図4.2は、クリートAおよびクリートBが無秩序な方向を向いた差があり、その他は、
図4.1の靴と同様の靴を示している。
図4.3は、クリートAおよびクリートBが、実質的に直線に沿ったものとは異なるパターンによって配置された差があり、その他は、
図4.2の靴と同様の靴を示している。
図4.4は、当該内側のフットパッド・モジュールが、より少ないクリートを備える差があり、その他は、
図4.1の靴と同様の靴を示している。
【0061】
前に述べたように、左右の靴は、互いに鏡像関係にある必要はなく、各足に対して個々に設計されてもよい。
【0062】
図5は、本発明に従って構成されたソール(500)の3つの実施形態を示しており、すべては、同じ初期テンプレート・データおよび異なるユーザ・プロファイル・データに従って構成され、靴の様々な領域において異なるレベルのサポートを提供し、各ソールは、特定された程度のヒール・サポート(501)、アーチ・サポート(502)、側方サポート(503)および足の前部のサポート(504)を提供する。
【0063】
図5.1は、最小のヒール・サポート、側方サポートおよびアーチ・サポートを備えた靴を示している。

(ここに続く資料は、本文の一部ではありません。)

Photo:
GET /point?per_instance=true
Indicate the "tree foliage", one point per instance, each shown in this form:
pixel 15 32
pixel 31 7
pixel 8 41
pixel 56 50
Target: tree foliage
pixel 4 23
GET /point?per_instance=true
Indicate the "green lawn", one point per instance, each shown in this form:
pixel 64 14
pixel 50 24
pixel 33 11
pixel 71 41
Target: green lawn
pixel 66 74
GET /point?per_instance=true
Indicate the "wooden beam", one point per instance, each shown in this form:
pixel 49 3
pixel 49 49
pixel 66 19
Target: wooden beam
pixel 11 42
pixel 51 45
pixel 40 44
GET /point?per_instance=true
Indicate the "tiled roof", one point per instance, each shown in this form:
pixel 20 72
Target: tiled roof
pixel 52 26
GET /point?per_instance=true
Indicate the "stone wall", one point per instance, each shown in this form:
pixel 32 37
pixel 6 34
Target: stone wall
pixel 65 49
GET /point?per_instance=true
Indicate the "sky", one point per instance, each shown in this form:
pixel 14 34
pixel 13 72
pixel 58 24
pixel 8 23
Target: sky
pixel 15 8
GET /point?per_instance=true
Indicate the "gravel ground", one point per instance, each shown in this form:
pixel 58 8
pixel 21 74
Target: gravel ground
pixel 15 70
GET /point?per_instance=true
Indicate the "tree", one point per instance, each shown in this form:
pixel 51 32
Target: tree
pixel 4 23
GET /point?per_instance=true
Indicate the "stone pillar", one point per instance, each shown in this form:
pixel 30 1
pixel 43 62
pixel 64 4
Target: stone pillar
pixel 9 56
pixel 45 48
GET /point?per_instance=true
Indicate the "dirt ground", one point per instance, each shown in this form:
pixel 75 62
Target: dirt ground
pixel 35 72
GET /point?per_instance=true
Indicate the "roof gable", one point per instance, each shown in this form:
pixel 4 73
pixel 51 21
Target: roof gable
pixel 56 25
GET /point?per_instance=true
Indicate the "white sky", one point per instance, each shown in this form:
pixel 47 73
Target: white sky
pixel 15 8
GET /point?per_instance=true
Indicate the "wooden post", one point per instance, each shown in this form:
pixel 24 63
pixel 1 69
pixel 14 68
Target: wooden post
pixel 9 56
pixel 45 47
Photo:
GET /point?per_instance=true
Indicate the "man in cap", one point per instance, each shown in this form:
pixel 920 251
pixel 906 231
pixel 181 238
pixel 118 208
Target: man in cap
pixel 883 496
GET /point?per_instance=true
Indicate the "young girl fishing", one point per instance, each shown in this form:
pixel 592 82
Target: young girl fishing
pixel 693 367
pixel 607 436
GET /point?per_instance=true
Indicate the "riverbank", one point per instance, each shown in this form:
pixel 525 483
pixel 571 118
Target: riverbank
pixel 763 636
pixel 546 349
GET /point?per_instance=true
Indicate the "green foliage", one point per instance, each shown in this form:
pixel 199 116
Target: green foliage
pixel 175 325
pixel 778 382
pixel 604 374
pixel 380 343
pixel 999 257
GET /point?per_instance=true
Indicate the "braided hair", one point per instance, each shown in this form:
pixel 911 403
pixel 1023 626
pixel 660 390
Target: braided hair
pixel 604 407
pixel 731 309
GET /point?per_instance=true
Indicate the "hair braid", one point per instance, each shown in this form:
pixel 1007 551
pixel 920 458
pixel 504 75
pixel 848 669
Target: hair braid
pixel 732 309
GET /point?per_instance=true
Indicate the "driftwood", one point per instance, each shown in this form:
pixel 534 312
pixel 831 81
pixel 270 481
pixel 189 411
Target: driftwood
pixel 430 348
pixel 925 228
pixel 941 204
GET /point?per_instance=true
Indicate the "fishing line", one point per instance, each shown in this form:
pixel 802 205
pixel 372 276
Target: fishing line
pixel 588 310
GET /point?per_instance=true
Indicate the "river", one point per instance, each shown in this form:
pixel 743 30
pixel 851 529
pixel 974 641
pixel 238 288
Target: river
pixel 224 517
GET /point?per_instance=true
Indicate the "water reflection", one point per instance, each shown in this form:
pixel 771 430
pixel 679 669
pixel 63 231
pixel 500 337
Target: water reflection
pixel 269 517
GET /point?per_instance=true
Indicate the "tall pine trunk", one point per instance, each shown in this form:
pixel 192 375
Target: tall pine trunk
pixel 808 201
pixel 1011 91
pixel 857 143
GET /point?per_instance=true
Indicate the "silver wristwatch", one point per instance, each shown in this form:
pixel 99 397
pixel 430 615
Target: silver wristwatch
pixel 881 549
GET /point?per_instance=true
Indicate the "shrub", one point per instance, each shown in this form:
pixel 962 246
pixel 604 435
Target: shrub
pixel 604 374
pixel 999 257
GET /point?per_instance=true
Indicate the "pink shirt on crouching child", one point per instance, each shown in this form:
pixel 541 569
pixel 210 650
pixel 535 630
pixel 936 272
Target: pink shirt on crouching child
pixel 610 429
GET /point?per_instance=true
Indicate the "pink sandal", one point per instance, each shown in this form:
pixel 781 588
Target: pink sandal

図5.2は、大幅な側方サポートおよびアーチ・サポートを備えたソールを示している。
図5.3は、大幅なヒール・サポート、アーチ・サポート、および側方サポートを備えているが、足の前部サポートは少ないソールを示している。
【0064】
(条項1)靴またはソールに取り付けられるインレイまたはモジュールなどの前記靴の特性に影響を与える要素を製作する靴部品製造機を制御する制御データを生成する方法であって、
ユーザの特徴を記述するユーザ・プロファイル・データを受信するステップと、
多数の靴のモデルから選択された靴または靴の特性に影響を与える選択された要素を特定するユーザ選択を受信するステップと、
選択された前記靴のモデルに対応する靴のソール・テンプレートを修正することによって、または、前記選択された要素に対応する前記特性に影響を与える要素を修正することによって、修正済テンプレート・データを生成するステップであって、前記修正は、受信した前記ユーザ・プロファイル・データに基づいて実施される、前記ステップと、
前記修正済テンプレート・データに基づいて、制御データを生成するステップと、を備える、方法。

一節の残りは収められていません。